Trusted community organizations were left behind. The Digital Equity Act built a network of organizations already embedded in their communities, groups people actually trust and turn to for help. These organizations spent months forming partnerships and designing projects because NTIA told them collaboration would be prioritized. Those efforts are now wasted.
Real people lose real things. The brief documents specific projects that were designed, staffed, and ready to launch. Here is what cancellation actually costs:
- Communication Service for the Deaf planned to serve 20,000 Deaf, Hard of Hearing, and DeafBlind individuals nationwide, providing device access and digital literacy training in American Sign Language. CSD has done this work before through a successful federally funded program called Project Endeavor. They know how to reach this community. Now they can’t.
- Ameelio, a nonprofit that provides free communications to incarcerated people, partnered with the Idaho and Utah Departments of Corrections on network upgrades, device access, digital skills training, and job placement. There is a direct link between broadband adoption and reducing recidivism. Two state corrections departments signed on. That work is now stalled.
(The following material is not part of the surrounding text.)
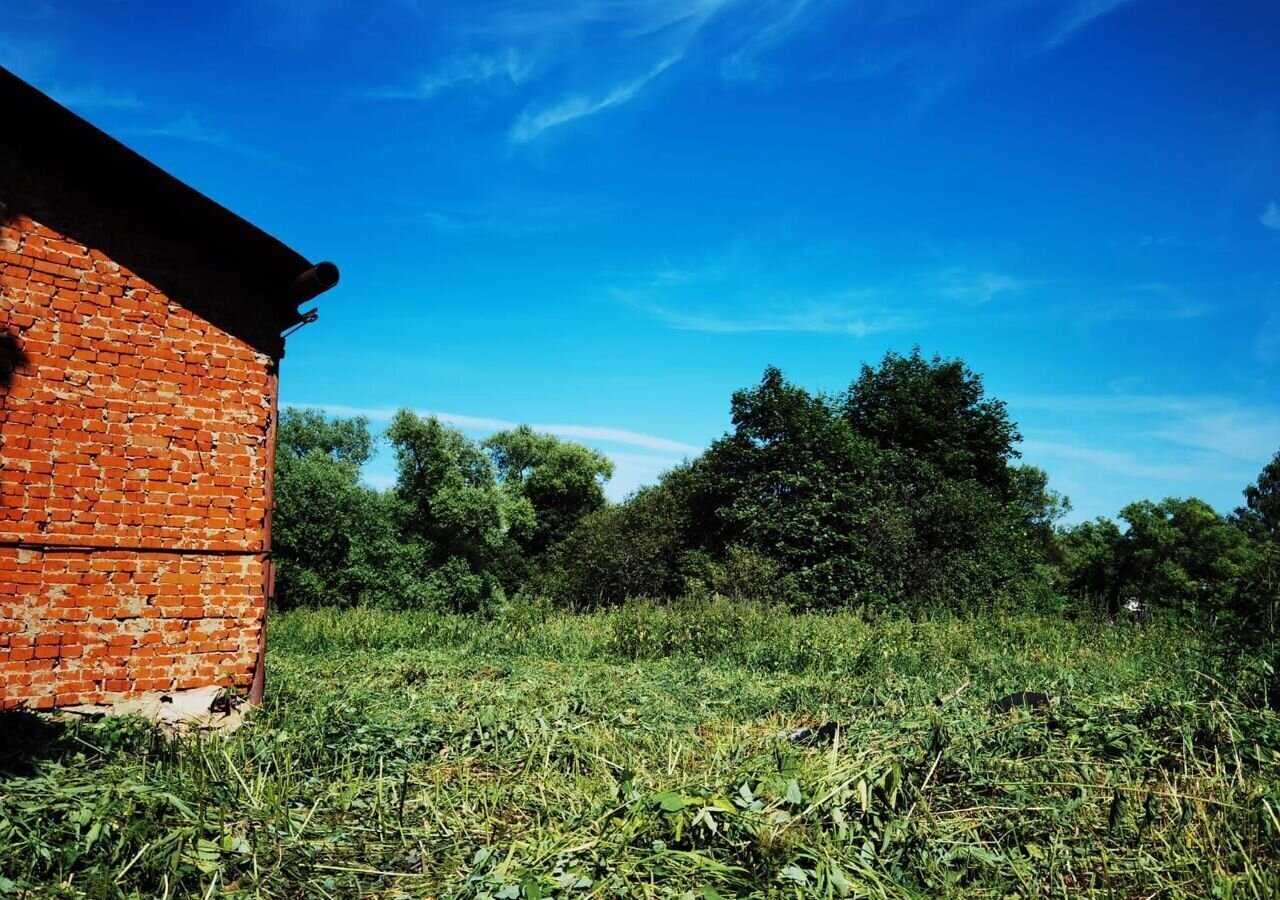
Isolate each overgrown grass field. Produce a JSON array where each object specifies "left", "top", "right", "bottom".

- The Land of Sky Regional Council in western North Carolina was recommended for a $7.7 million grant to serve 18 counties, including a mobile computer lab and digital health portal training for veterans.
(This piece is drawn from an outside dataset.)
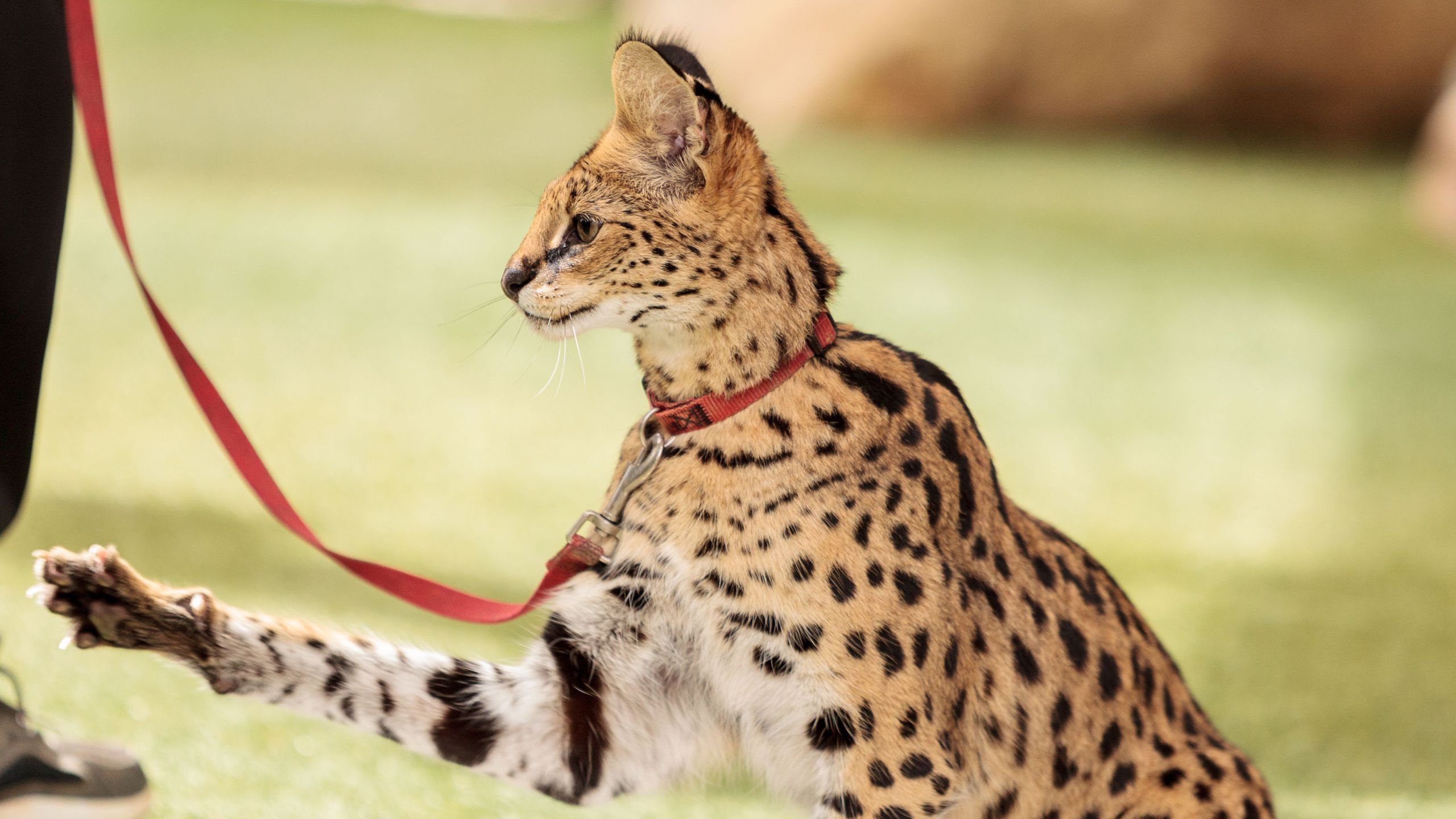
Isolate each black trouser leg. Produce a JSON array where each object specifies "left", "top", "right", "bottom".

- The National Digital Equity Center planned to place a digital navigator in all 16 counties in Maine for telehealth training with rural seniors.
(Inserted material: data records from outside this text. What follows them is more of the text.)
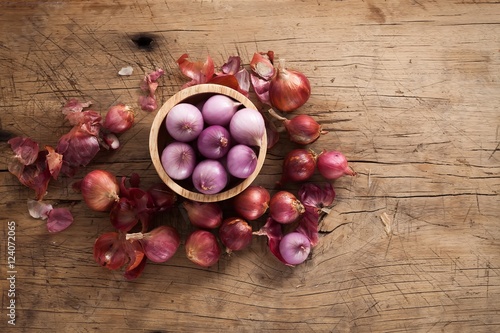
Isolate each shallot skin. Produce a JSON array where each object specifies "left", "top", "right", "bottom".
[{"left": 269, "top": 191, "right": 305, "bottom": 224}]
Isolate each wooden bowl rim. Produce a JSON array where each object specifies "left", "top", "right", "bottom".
[{"left": 149, "top": 83, "right": 267, "bottom": 202}]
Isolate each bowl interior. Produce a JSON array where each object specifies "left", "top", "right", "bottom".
[{"left": 149, "top": 84, "right": 267, "bottom": 202}]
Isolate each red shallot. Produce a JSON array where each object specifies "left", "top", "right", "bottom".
[
  {"left": 219, "top": 217, "right": 252, "bottom": 252},
  {"left": 184, "top": 230, "right": 222, "bottom": 267},
  {"left": 201, "top": 94, "right": 241, "bottom": 126},
  {"left": 165, "top": 103, "right": 203, "bottom": 142},
  {"left": 279, "top": 231, "right": 311, "bottom": 265},
  {"left": 196, "top": 125, "right": 231, "bottom": 159},
  {"left": 229, "top": 108, "right": 266, "bottom": 147},
  {"left": 269, "top": 59, "right": 311, "bottom": 112},
  {"left": 269, "top": 109, "right": 328, "bottom": 145},
  {"left": 192, "top": 160, "right": 228, "bottom": 194},
  {"left": 126, "top": 225, "right": 180, "bottom": 263},
  {"left": 232, "top": 185, "right": 271, "bottom": 221},
  {"left": 253, "top": 217, "right": 288, "bottom": 265},
  {"left": 269, "top": 191, "right": 305, "bottom": 224},
  {"left": 278, "top": 148, "right": 317, "bottom": 185},
  {"left": 79, "top": 170, "right": 120, "bottom": 212},
  {"left": 226, "top": 144, "right": 257, "bottom": 179},
  {"left": 160, "top": 141, "right": 196, "bottom": 180}
]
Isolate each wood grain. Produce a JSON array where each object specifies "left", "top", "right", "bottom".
[{"left": 0, "top": 0, "right": 500, "bottom": 332}]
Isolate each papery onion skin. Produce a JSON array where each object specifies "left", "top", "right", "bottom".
[
  {"left": 269, "top": 109, "right": 328, "bottom": 146},
  {"left": 165, "top": 103, "right": 204, "bottom": 142},
  {"left": 148, "top": 183, "right": 178, "bottom": 211},
  {"left": 93, "top": 232, "right": 129, "bottom": 270},
  {"left": 140, "top": 225, "right": 181, "bottom": 263},
  {"left": 197, "top": 125, "right": 231, "bottom": 159},
  {"left": 317, "top": 150, "right": 356, "bottom": 180},
  {"left": 219, "top": 217, "right": 252, "bottom": 252},
  {"left": 229, "top": 108, "right": 266, "bottom": 147},
  {"left": 297, "top": 182, "right": 335, "bottom": 215},
  {"left": 278, "top": 148, "right": 317, "bottom": 185},
  {"left": 182, "top": 200, "right": 223, "bottom": 229},
  {"left": 232, "top": 185, "right": 271, "bottom": 221},
  {"left": 279, "top": 232, "right": 311, "bottom": 265},
  {"left": 47, "top": 207, "right": 74, "bottom": 233},
  {"left": 184, "top": 230, "right": 222, "bottom": 267},
  {"left": 269, "top": 191, "right": 305, "bottom": 224},
  {"left": 192, "top": 160, "right": 228, "bottom": 194},
  {"left": 161, "top": 141, "right": 196, "bottom": 180},
  {"left": 269, "top": 59, "right": 311, "bottom": 112},
  {"left": 201, "top": 94, "right": 241, "bottom": 126},
  {"left": 226, "top": 144, "right": 257, "bottom": 179},
  {"left": 80, "top": 169, "right": 120, "bottom": 212}
]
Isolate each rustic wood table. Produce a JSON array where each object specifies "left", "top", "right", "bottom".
[{"left": 0, "top": 0, "right": 500, "bottom": 332}]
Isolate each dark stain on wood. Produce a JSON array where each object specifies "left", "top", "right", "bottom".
[{"left": 368, "top": 2, "right": 386, "bottom": 24}]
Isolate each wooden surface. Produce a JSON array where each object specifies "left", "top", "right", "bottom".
[{"left": 0, "top": 0, "right": 500, "bottom": 332}]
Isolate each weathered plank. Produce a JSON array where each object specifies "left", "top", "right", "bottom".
[{"left": 0, "top": 0, "right": 500, "bottom": 332}]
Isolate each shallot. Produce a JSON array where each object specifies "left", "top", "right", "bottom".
[
  {"left": 184, "top": 230, "right": 221, "bottom": 267},
  {"left": 219, "top": 217, "right": 252, "bottom": 252},
  {"left": 279, "top": 231, "right": 311, "bottom": 265},
  {"left": 229, "top": 108, "right": 266, "bottom": 147},
  {"left": 196, "top": 125, "right": 231, "bottom": 159},
  {"left": 78, "top": 169, "right": 120, "bottom": 212},
  {"left": 192, "top": 160, "right": 228, "bottom": 194},
  {"left": 165, "top": 103, "right": 203, "bottom": 142},
  {"left": 232, "top": 185, "right": 271, "bottom": 221},
  {"left": 161, "top": 141, "right": 196, "bottom": 180},
  {"left": 201, "top": 94, "right": 241, "bottom": 126},
  {"left": 269, "top": 59, "right": 311, "bottom": 112},
  {"left": 269, "top": 191, "right": 305, "bottom": 224},
  {"left": 226, "top": 144, "right": 257, "bottom": 178},
  {"left": 269, "top": 109, "right": 328, "bottom": 145},
  {"left": 278, "top": 148, "right": 317, "bottom": 185},
  {"left": 127, "top": 225, "right": 180, "bottom": 263}
]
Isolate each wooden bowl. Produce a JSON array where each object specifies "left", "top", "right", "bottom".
[{"left": 149, "top": 84, "right": 267, "bottom": 202}]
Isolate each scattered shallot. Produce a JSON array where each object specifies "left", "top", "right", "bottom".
[
  {"left": 269, "top": 191, "right": 305, "bottom": 224},
  {"left": 219, "top": 217, "right": 252, "bottom": 252},
  {"left": 184, "top": 230, "right": 222, "bottom": 267},
  {"left": 78, "top": 170, "right": 120, "bottom": 212},
  {"left": 232, "top": 185, "right": 271, "bottom": 221},
  {"left": 269, "top": 109, "right": 328, "bottom": 145}
]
Congress authorized these projects. NTIA reviewed and recommended them. Community organizations committed their own resources. The administration killed them with a social media post.
Not only are we working in court, but we’re also advocating in Congress. The Trump Administration also zeroed out the Digital Equity Act appropriation in its proposed budget. If appropriators go along with that, even a legal victory in court could be hollow. Congress needs to keep the money in the budget, and we are working with our allies to make sure they do that.
This is exactly the kind of fight UCC Media Justice was built for. In 1959, our founders went into the Jim Crow South to monitor television stations. That work led to the first-ever revocation of a broadcast license and established the legal right of citizens to participate in FCC proceedings. We are still using those tools.
When veterans in rural Appalachia can’t use a telehealth portal, when Deaf Americans can’t get training in their own language, when incarcerated people can’t access job programs that would keep them from coming back to prison, those are policy failures. The Digital Equity Act was Congress’s answer. The administration had no legal authority to cancel it.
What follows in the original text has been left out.